Stamps made 51 tackles and 14 pass breakups in 2024-25, before playing just three games in 2025-25 starting none. Former LSU head coach Brian Kelly limited the rest of Stamps’ playing time, allowing him to take a redshirt after leaning on younger cornerbacks in the room as their primary options defensively. 

“I came from New Orleans and I went straight to Baton Rouge to LSU, So, I felt like I just needed, something different just to push me a little bit more,” Stamps explained on his reasoning for leaving the program. “I never been around anything like this. So, I feel like that’s the main part. I went mountain climbing already. I went ATV riding. Even though we playing football, you know, we got to be locked in on football. But like you got to be able to enjoy life too because mental is a big part.” 

Stamps has spent spring practice predominantly running with the first team unit; his twitchy 6-foot-0 190-pound frame makes it difficult for receivers to get separation against him. Boston College transfer Reed Harris has been his primary practice matchup in the wide receiver room giving Stamps a tricky 6-foot-5 wideout to physically encounter. 

In Week 2 of the Sun Devils 2026 season, they’ll travel to College Station to face Texas A&M, the lone SEC program on their schedule. Although he’s still getting his feet wet in Arizona, Stamps has played the Aggies twice in his college career, making four tackles in LSU’s 2023 win but just three in their 2024 defeat at College Station. 

“Football is football,” Stamps noted. “So, being able to bring that experience to my teammates. We got to play an SEC team. So, just being able to bring it to them and tell them like football is football. The only thing is you just got to be able to block all the noise out.”

The Stamps family has been integral to his transition to ASU. His brother, Christian, is also a football player for LSU. Despite being the same height, Christian is over 130 pounds heavier, which makes him a swift defensive lineman for the Tigers. 

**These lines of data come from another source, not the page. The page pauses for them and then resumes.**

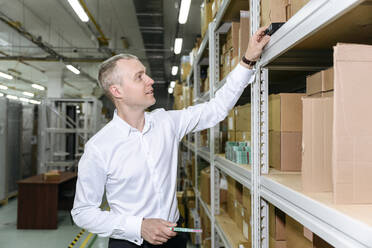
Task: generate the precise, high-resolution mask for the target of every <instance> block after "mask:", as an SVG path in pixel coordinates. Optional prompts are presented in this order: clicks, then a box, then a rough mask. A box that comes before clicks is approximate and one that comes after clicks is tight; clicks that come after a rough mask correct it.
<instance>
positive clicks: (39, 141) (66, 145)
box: [38, 98, 103, 173]
mask: <svg viewBox="0 0 372 248" xmlns="http://www.w3.org/2000/svg"><path fill="white" fill-rule="evenodd" d="M101 105H102V103H101V102H100V101H98V100H97V99H94V98H92V99H63V98H47V99H45V100H43V101H42V103H41V104H40V105H39V128H38V141H39V146H38V154H39V156H38V173H41V172H45V171H47V170H50V169H66V168H69V167H74V166H76V165H77V162H78V160H79V159H80V157H81V155H82V153H83V150H84V144H85V143H86V142H87V141H88V139H89V138H90V137H92V136H93V135H94V134H95V133H96V132H97V131H98V130H99V129H100V128H101V126H100V125H101V124H102V123H103V121H102V117H101V113H100V109H101ZM57 141H58V142H57ZM67 145H69V148H67Z"/></svg>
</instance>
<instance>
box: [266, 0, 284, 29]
mask: <svg viewBox="0 0 372 248" xmlns="http://www.w3.org/2000/svg"><path fill="white" fill-rule="evenodd" d="M287 3H288V0H261V25H260V26H261V27H263V26H266V25H269V24H270V23H272V22H286V21H287V13H286V6H287Z"/></svg>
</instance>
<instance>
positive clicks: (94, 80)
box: [0, 11, 97, 84]
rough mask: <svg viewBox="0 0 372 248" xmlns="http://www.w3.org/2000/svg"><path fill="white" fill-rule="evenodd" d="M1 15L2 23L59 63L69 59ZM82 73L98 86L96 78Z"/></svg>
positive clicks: (19, 26)
mask: <svg viewBox="0 0 372 248" xmlns="http://www.w3.org/2000/svg"><path fill="white" fill-rule="evenodd" d="M0 15H1V16H0V21H2V22H4V23H5V24H7V25H8V26H9V27H11V28H13V29H14V30H16V31H17V32H18V33H19V34H20V35H22V36H23V37H25V38H26V39H28V40H29V41H31V42H32V43H34V44H35V45H37V46H38V47H39V48H41V49H42V50H43V51H45V52H47V53H49V54H50V55H52V56H53V57H54V58H56V59H57V60H58V61H61V62H65V60H66V59H67V57H65V56H64V55H62V54H59V53H58V52H56V51H55V50H54V49H53V47H51V46H49V45H47V44H45V43H44V42H42V37H41V36H38V37H36V36H35V35H33V34H31V33H30V32H28V31H27V30H26V29H24V28H23V27H22V24H21V23H20V22H16V21H14V20H12V19H11V18H10V17H8V16H7V15H5V14H4V13H3V12H2V11H0ZM80 72H81V73H80V74H81V75H82V76H84V77H86V78H87V79H89V80H90V81H92V82H94V83H95V84H97V80H96V79H95V78H93V77H91V76H90V75H89V74H88V73H86V72H84V71H82V70H80Z"/></svg>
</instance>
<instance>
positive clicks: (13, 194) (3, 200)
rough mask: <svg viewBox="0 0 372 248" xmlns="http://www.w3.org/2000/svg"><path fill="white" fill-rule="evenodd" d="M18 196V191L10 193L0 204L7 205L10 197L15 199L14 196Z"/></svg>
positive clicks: (11, 198)
mask: <svg viewBox="0 0 372 248" xmlns="http://www.w3.org/2000/svg"><path fill="white" fill-rule="evenodd" d="M17 196H18V192H17V191H16V192H13V193H11V194H9V195H8V196H7V197H5V198H4V199H2V200H0V206H6V205H8V202H9V200H10V199H13V198H15V197H17Z"/></svg>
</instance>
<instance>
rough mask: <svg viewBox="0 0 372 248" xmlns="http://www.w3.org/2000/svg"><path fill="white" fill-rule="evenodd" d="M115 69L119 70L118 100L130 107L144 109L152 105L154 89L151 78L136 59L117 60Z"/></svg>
mask: <svg viewBox="0 0 372 248" xmlns="http://www.w3.org/2000/svg"><path fill="white" fill-rule="evenodd" d="M116 69H117V70H118V71H119V72H120V78H121V85H119V86H118V87H119V89H120V101H122V102H123V103H125V104H126V105H128V106H130V107H135V108H143V109H146V108H148V107H150V106H151V105H154V104H155V102H156V100H155V98H154V89H153V88H152V85H153V84H154V80H152V79H151V78H150V77H149V76H148V75H147V74H146V68H145V67H144V66H143V64H142V63H141V62H140V61H138V60H136V59H130V60H125V59H122V60H119V61H118V62H117V63H116Z"/></svg>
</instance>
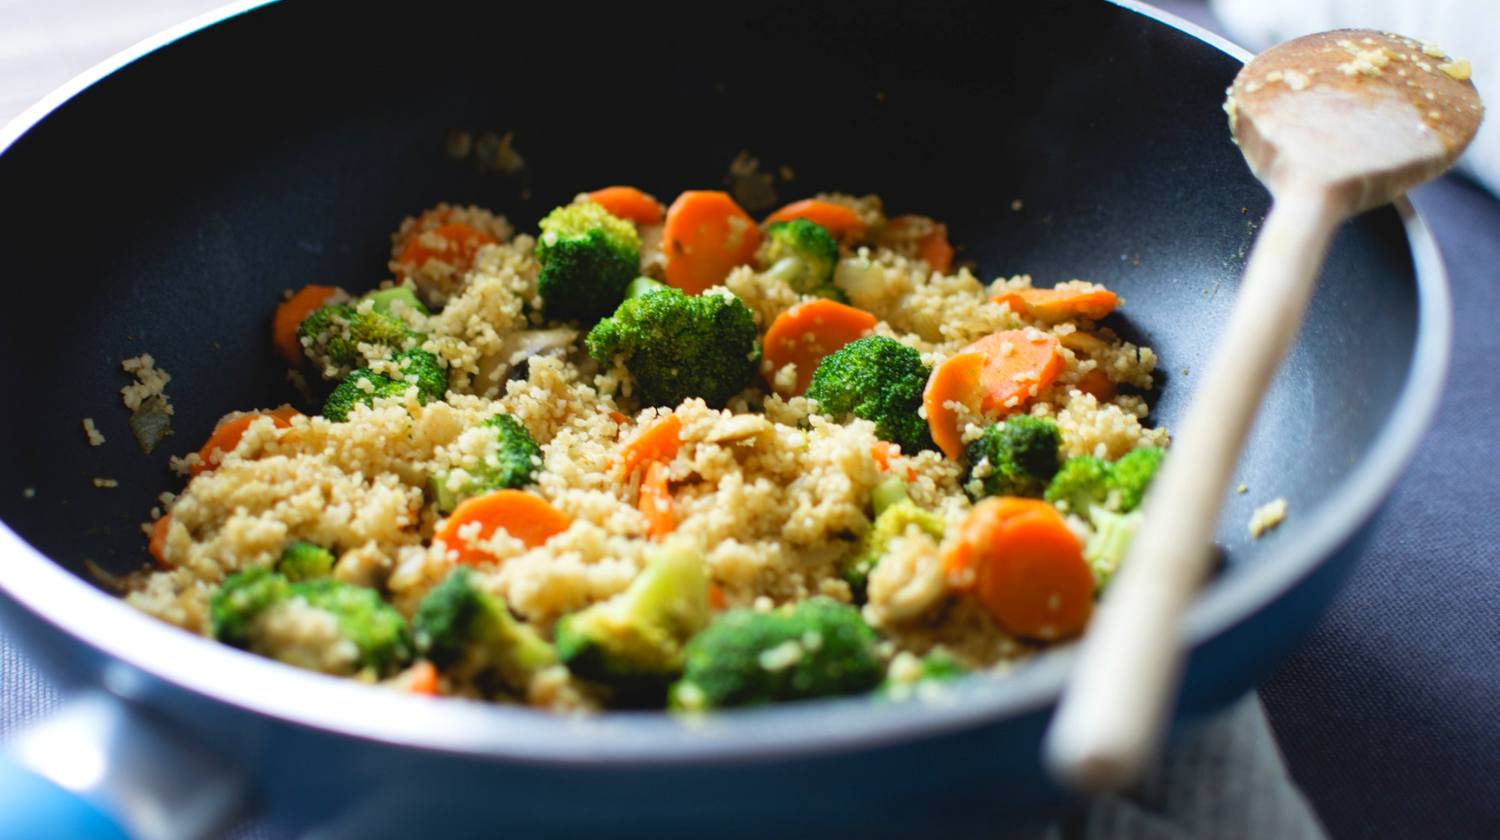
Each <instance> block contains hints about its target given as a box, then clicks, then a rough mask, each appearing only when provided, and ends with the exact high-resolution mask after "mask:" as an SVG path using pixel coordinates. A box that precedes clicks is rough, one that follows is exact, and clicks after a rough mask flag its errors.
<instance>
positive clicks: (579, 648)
mask: <svg viewBox="0 0 1500 840" xmlns="http://www.w3.org/2000/svg"><path fill="white" fill-rule="evenodd" d="M708 615H709V607H708V573H706V568H705V565H703V556H702V555H700V553H699V552H697V550H693V549H687V547H681V546H672V544H667V546H663V547H660V549H657V550H655V553H654V555H652V556H651V559H649V562H648V564H646V567H645V568H643V570H642V571H640V574H637V576H636V579H634V580H633V582H631V583H630V588H627V589H625V591H624V592H621V594H619V595H616V597H613V598H610V600H607V601H601V603H597V604H594V606H589V607H586V609H583V610H580V612H574V613H571V615H564V616H562V618H561V619H559V621H558V624H556V628H555V636H556V645H558V655H561V658H562V661H564V663H565V664H567V666H568V669H570V670H571V672H573V673H576V675H577V676H580V678H583V679H591V681H595V682H600V684H603V685H606V687H609V688H610V690H612V691H613V697H612V699H613V700H615V702H616V703H619V702H624V703H627V705H628V703H634V702H649V700H652V699H654V700H655V702H657V703H660V700H661V694H663V691H664V690H666V684H667V682H669V681H670V678H672V676H675V675H676V673H678V672H681V670H682V657H684V654H682V646H684V645H685V643H687V640H688V639H690V637H691V636H693V634H694V633H697V631H699V630H702V628H703V625H705V624H708Z"/></svg>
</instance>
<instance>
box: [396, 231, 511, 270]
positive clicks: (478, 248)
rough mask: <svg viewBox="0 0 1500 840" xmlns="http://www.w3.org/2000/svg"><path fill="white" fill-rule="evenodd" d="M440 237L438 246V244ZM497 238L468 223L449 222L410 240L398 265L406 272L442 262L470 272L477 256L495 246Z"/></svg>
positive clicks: (399, 258) (402, 250) (404, 249)
mask: <svg viewBox="0 0 1500 840" xmlns="http://www.w3.org/2000/svg"><path fill="white" fill-rule="evenodd" d="M434 237H437V242H434ZM493 242H495V237H492V236H489V234H487V233H484V231H481V229H478V228H475V226H474V225H466V223H463V222H449V223H446V225H443V226H438V228H434V229H431V231H422V233H416V234H413V236H411V239H408V240H407V246H405V248H404V249H402V251H401V257H399V258H398V263H401V266H402V269H405V270H407V272H413V270H416V269H420V267H422V266H425V264H426V263H428V261H429V260H434V258H440V260H443V261H444V263H447V264H449V266H453V267H455V269H460V270H462V269H468V267H469V266H472V264H474V254H475V252H478V249H480V248H481V246H486V245H492V243H493Z"/></svg>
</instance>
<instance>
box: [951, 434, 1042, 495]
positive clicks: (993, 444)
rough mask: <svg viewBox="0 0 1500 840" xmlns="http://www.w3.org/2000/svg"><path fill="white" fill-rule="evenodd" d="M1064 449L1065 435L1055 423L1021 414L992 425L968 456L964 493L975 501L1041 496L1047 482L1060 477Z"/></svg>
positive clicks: (969, 446)
mask: <svg viewBox="0 0 1500 840" xmlns="http://www.w3.org/2000/svg"><path fill="white" fill-rule="evenodd" d="M1061 447H1062V434H1061V432H1058V425H1056V423H1053V422H1052V420H1047V419H1043V417H1031V416H1028V414H1020V416H1016V417H1011V419H1008V420H1005V422H1004V423H992V425H990V426H989V428H987V429H984V434H983V435H981V437H980V438H978V440H975V441H974V443H971V444H969V449H968V452H965V460H966V462H968V465H969V471H968V472H966V474H965V477H963V489H965V490H968V493H969V495H971V496H972V498H974V499H975V501H978V499H981V498H984V496H1029V498H1037V496H1041V495H1043V492H1046V490H1047V481H1050V480H1052V477H1053V475H1056V474H1058V466H1059V458H1058V450H1059V449H1061ZM977 472H978V475H977Z"/></svg>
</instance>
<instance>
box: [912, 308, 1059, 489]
mask: <svg viewBox="0 0 1500 840" xmlns="http://www.w3.org/2000/svg"><path fill="white" fill-rule="evenodd" d="M1062 368H1064V360H1062V353H1061V351H1059V344H1058V339H1056V338H1053V336H1050V335H1047V333H1043V332H1038V330H1004V332H999V333H995V335H992V336H984V338H983V339H980V341H977V342H974V344H971V345H969V347H966V348H963V350H962V351H959V353H957V354H954V356H953V357H950V359H948V360H947V362H944V363H942V365H939V366H938V369H935V371H933V375H932V378H930V380H927V390H926V392H924V393H922V405H924V407H926V408H927V426H929V429H932V434H933V443H936V444H938V449H941V450H942V452H944V455H947V456H948V458H951V459H954V460H959V459H960V458H962V456H963V426H962V425H960V419H962V413H960V411H959V410H957V408H954V405H953V404H959V405H962V407H965V408H966V410H968V413H969V414H981V413H983V414H1010V413H1013V411H1019V410H1020V408H1022V407H1025V405H1026V402H1028V401H1031V399H1032V398H1034V396H1037V393H1038V392H1041V389H1046V387H1047V386H1050V384H1052V383H1053V380H1056V378H1058V374H1061V372H1062Z"/></svg>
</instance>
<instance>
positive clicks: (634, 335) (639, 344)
mask: <svg viewBox="0 0 1500 840" xmlns="http://www.w3.org/2000/svg"><path fill="white" fill-rule="evenodd" d="M586 345H588V354H589V356H592V357H594V359H595V360H598V363H600V365H606V366H607V365H610V363H612V362H613V360H615V357H621V359H622V360H624V365H625V369H627V371H630V375H631V377H633V378H634V395H636V398H637V399H639V401H640V405H663V407H675V405H678V404H679V402H682V401H684V399H687V398H690V396H696V398H702V399H703V402H706V404H708V405H709V407H711V408H720V407H723V405H724V404H726V402H729V398H732V396H733V395H736V393H739V392H741V390H744V389H745V386H748V384H750V381H751V380H753V378H754V374H756V369H757V368H759V366H760V351H759V348H757V347H756V327H754V317H751V315H750V309H748V308H747V306H745V305H744V303H742V302H741V300H739V299H738V297H735V296H732V294H729V293H705V294H699V296H687V294H682V293H681V291H678V290H675V288H660V290H646V291H645V293H643V294H640V296H639V297H631V299H630V300H625V302H624V303H621V305H619V308H618V309H615V314H613V315H610V317H609V318H604V320H603V321H600V323H598V324H597V326H595V327H594V329H592V330H591V332H589V333H588V339H586Z"/></svg>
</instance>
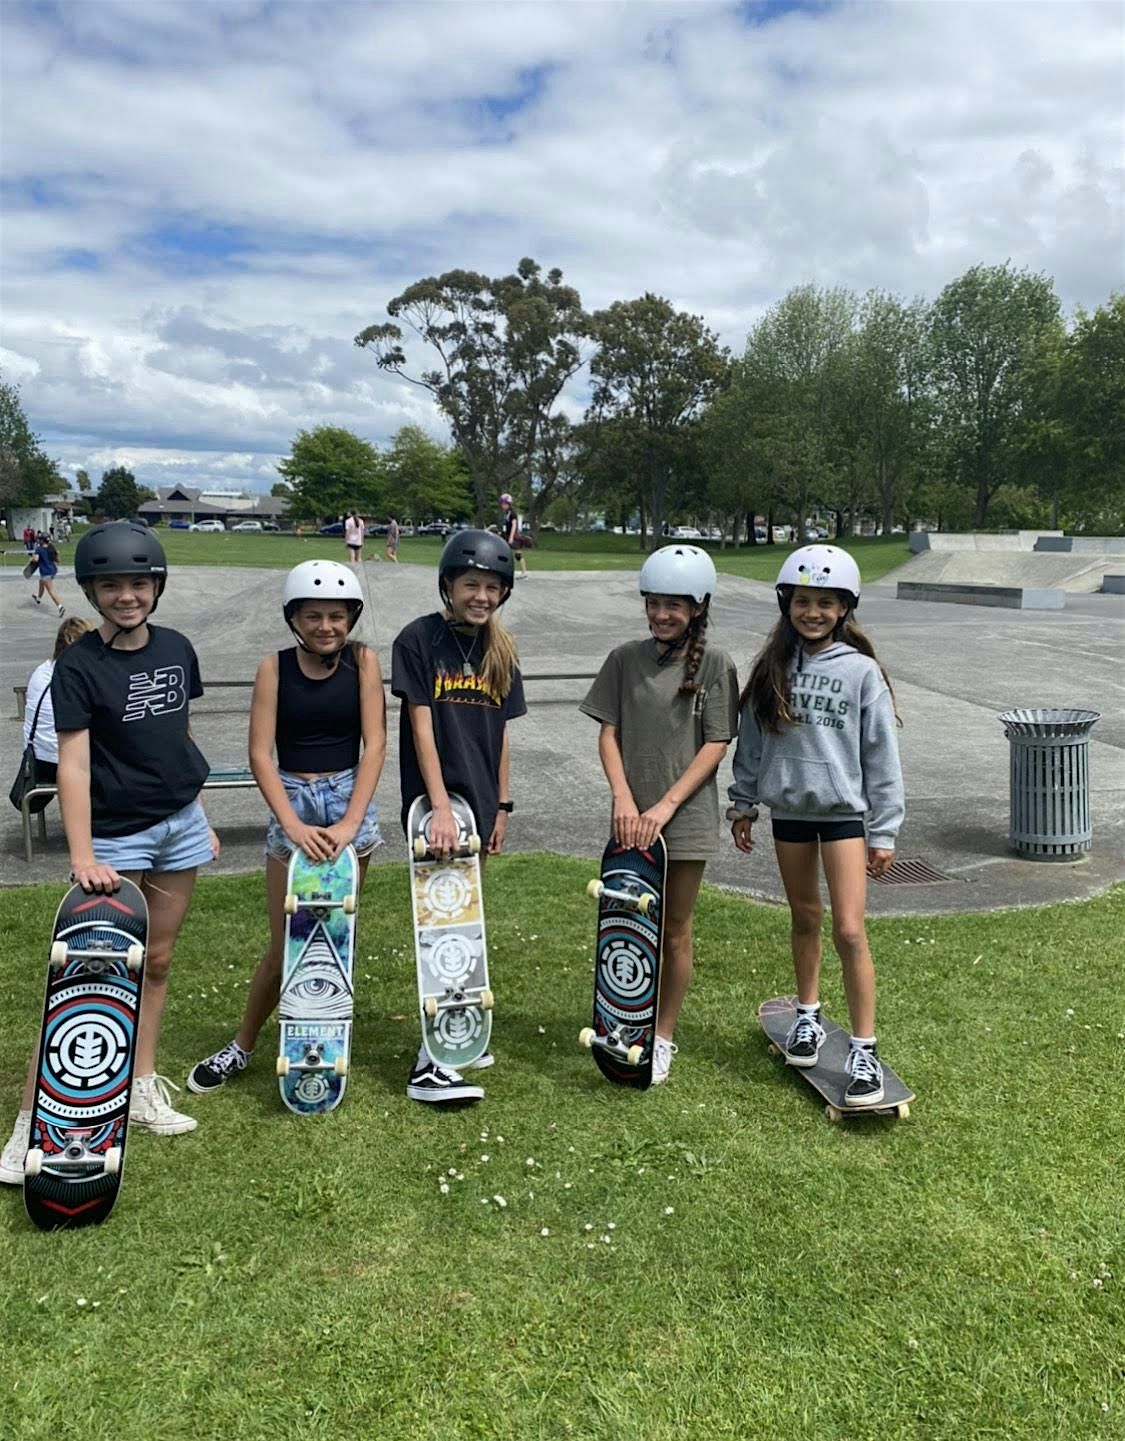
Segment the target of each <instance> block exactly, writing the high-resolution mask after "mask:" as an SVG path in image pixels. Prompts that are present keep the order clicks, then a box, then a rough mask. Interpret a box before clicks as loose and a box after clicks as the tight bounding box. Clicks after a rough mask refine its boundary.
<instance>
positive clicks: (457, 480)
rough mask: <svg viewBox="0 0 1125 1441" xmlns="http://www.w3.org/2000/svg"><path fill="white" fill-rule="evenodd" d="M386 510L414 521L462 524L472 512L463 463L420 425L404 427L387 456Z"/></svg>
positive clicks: (460, 460)
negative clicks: (406, 516)
mask: <svg viewBox="0 0 1125 1441" xmlns="http://www.w3.org/2000/svg"><path fill="white" fill-rule="evenodd" d="M385 465H386V483H387V506H389V507H390V513H392V514H396V516H411V517H413V519H415V520H426V519H429V517H436V519H454V520H460V519H462V517H464V516H467V514H470V512H471V510H472V493H471V488H470V480H468V473H467V470H465V465H464V461H462V460H461V455H460V454H458V452H457V451H452V450H449V447H448V445H439V444H438V441H435V440H431V438H429V435H426V432H425V431H423V429H421V428H419V427H418V425H403V427H402V429H400V431H398V432H396V434H395V438H393V441H392V442H390V450H389V452H387V455H386V461H385Z"/></svg>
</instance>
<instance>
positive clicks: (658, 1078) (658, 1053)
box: [653, 1036, 680, 1085]
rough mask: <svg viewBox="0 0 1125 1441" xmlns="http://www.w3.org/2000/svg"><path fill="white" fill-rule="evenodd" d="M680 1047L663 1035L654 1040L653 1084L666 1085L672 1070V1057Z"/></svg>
mask: <svg viewBox="0 0 1125 1441" xmlns="http://www.w3.org/2000/svg"><path fill="white" fill-rule="evenodd" d="M678 1049H680V1048H678V1046H677V1045H674V1043H673V1042H671V1040H665V1039H664V1038H663V1036H657V1038H655V1040H654V1042H653V1085H664V1082H665V1081H667V1079H668V1071H671V1058H673V1056H674V1055H676V1052H677V1050H678Z"/></svg>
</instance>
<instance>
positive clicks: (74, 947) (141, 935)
mask: <svg viewBox="0 0 1125 1441" xmlns="http://www.w3.org/2000/svg"><path fill="white" fill-rule="evenodd" d="M147 944H148V906H147V905H145V901H144V896H143V895H141V892H140V891H138V889H137V886H135V885H133V882H131V880H122V882H121V886H120V888H118V889H117V891H114V892H112V893H109V895H98V893H92V892H85V891H84V889H82V888H81V886H71V889H69V891H68V892H66V895H65V896H63V898H62V902H60V904H59V909H58V912H56V915H55V928H53V931H52V940H50V960H49V965H48V986H46V997H45V1001H43V1029H42V1035H40V1039H39V1058H37V1063H36V1082H35V1101H33V1108H32V1137H30V1148H29V1151H27V1157H26V1160H24V1179H23V1203H24V1206H26V1209H27V1215H29V1216H30V1219H32V1221H33V1222H35V1225H36V1226H39V1228H40V1229H42V1231H56V1229H62V1228H73V1226H89V1225H94V1223H95V1222H99V1221H105V1218H107V1216H108V1215H109V1212H111V1210H112V1209H114V1202H115V1200H117V1193H118V1190H120V1187H121V1170H122V1163H124V1157H125V1133H127V1128H128V1108H130V1094H131V1088H133V1061H134V1053H135V1042H137V1022H138V1017H140V1004H141V987H143V984H144V951H145V945H147Z"/></svg>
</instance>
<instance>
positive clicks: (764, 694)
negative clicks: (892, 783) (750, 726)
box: [739, 610, 902, 735]
mask: <svg viewBox="0 0 1125 1441" xmlns="http://www.w3.org/2000/svg"><path fill="white" fill-rule="evenodd" d="M835 641H843V644H844V646H851V648H853V650H857V651H859V653H860V654H861V656H869V657H870V659H871V660H873V661H874V663H876V666H879V673H880V674H882V677H883V680H884V682H886V687H887V690H889V692H890V703H892V706H893V708H895V719H896V722H897V723H899V725H902V716H900V715H899V706H897V703H896V700H895V687H893V686H892V684H890V677H889V676H887V673H886V670H884V669H883V666H882V663H880V660H879V656H876V653H874V646H873V644H871V641H870V640H869V637H867V635H866V634H864V633H863V631H861V630H860V627H859V625H857V624H856V621H854V618H853V614H851V611H850V610H848V612H847V615H846V617H844V620H843V621H841V623H840V625H838V627H837V631H835V634H834V635H833V644H835ZM799 644H801V637H799V635H798V634H797V630H795V628H794V625H792V623H791V621H789V617H788V615H782V617H781V620H779V621H778V624H776V625H775V627H774V630H772V631H771V633H769V635H768V638H766V643H765V646H763V647H762V650H761V651H759V653H758V659H756V660H755V663H753V666H752V669H750V679H749V680H748V682H746V684H745V686H743V689H742V695H740V696H739V706H745V705H746V702H748V700H749V703H750V712H752V713H753V718H755V720H756V722H758V725H759V726H761V728H762V731H771V732H772V733H774V735H776V733H778V732H779V731H781V728H782V726H784V725H792V723H794V719H795V718H794V713H792V710H789V666H791V663H792V659H794V656H795V654H797V650H798V647H799Z"/></svg>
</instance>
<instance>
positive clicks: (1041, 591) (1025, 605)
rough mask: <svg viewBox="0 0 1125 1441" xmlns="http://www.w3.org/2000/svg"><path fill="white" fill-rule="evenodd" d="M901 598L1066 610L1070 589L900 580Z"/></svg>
mask: <svg viewBox="0 0 1125 1441" xmlns="http://www.w3.org/2000/svg"><path fill="white" fill-rule="evenodd" d="M896 594H897V598H899V599H900V601H945V602H946V604H949V605H1003V607H1005V608H1007V610H1011V611H1062V610H1063V608H1065V607H1066V591H1059V589H1028V588H1027V586H1017V585H954V584H948V582H941V581H899V588H897V592H896Z"/></svg>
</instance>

“The little phone calls, after practice, text me after practice, make sure I’m good,” Stamps noted on how him and Christian stay in touch. “Just kind of hearing my voice because I’ve been around him so long, that’s my family, that’s my brother. So he kind of knows my voice of good practice, bad practice. So if he kind of sees a bad practice, he’ll just be real with me. He’ll get on me a little bit, then he’ll tell me it’s okay.”